DynamoDBApache Iceberg

9 min read

May 20, 2025

DynamoDB to Iceberg: A Real-Time CDC Pipeline with Estuary Flow

Learn how to stream DynamoDB data to Apache Iceberg in real time using Estuary Flow. No code, low latency, and analytics-ready from day one.

Jeffrey Richman

Stream Data From DynamoDB to Apache Iceberg in Real Time

Share this article

Amazon DynamoDB is a go-to choice for fast, scalable application data. But as your data grows and analytics needs evolve, DynamoDB’s limitations become clear: it’s not designed for querying history, performing complex joins, or running large-scale analytics.

That’s where Apache Iceberg comes in — a modern, open table format built for the lakehouse era. It turns low-cost object storage into an analytics powerhouse with support for ACID transactions, schema evolution, and time travel.
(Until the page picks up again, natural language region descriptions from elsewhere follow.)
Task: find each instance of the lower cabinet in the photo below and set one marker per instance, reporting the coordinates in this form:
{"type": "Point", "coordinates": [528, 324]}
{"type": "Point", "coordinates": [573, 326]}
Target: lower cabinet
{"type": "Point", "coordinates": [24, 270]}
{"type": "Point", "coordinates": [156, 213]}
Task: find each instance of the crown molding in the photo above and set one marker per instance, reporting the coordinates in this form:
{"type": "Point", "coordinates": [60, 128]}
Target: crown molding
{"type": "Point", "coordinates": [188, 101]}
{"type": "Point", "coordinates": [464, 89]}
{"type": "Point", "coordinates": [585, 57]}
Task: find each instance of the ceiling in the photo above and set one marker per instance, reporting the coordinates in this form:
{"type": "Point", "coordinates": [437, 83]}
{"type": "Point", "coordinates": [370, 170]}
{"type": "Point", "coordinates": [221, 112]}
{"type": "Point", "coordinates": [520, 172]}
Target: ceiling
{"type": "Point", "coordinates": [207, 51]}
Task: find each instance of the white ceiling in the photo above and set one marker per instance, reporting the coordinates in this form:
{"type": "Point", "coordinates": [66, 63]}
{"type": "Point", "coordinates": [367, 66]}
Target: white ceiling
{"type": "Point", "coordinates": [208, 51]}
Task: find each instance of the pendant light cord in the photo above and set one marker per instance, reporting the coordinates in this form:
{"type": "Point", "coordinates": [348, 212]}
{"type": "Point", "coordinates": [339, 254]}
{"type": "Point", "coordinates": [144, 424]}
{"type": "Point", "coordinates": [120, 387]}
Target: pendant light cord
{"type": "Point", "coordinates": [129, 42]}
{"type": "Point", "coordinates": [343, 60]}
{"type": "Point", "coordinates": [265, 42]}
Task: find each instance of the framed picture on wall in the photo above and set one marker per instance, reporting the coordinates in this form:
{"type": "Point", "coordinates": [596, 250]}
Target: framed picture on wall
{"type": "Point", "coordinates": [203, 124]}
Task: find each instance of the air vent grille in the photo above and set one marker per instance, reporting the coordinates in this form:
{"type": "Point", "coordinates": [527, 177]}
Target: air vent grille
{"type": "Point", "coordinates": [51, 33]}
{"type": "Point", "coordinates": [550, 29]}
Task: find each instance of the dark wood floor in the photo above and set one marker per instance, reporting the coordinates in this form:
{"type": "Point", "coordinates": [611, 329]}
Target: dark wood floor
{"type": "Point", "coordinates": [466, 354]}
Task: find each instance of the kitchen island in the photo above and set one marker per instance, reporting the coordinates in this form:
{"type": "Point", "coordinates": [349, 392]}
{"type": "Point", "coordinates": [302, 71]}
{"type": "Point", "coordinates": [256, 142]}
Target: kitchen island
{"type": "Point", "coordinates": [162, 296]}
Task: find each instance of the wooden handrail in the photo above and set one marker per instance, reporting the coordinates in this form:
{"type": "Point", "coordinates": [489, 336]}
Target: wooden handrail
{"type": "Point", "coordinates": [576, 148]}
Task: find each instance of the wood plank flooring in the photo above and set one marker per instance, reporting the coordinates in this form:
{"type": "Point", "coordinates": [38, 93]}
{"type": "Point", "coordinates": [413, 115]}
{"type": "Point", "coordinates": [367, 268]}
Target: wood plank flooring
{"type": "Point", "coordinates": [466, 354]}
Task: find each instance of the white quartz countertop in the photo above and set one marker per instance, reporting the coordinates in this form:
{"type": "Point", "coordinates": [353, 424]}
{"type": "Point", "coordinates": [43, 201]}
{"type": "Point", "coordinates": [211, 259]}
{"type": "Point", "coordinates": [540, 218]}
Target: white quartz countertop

So, how do you bridge these two worlds? The answer is a real-time DynamoDB to Iceberg pipeline — and in this guide, we’ll show you how to build one using Estuary Flow. Whether you're looking to stream DynamoDB to Apache Iceberg, support low-latency analytics, or simplify your data architecture, this is the most efficient and scalable way to do it.

The Business Problem

As teams scale their applications and data volumes grow, they quickly run into a wall: DynamoDB isn’t built for analytics, and bridging it with platforms like Apache Iceberg is far from straightforward.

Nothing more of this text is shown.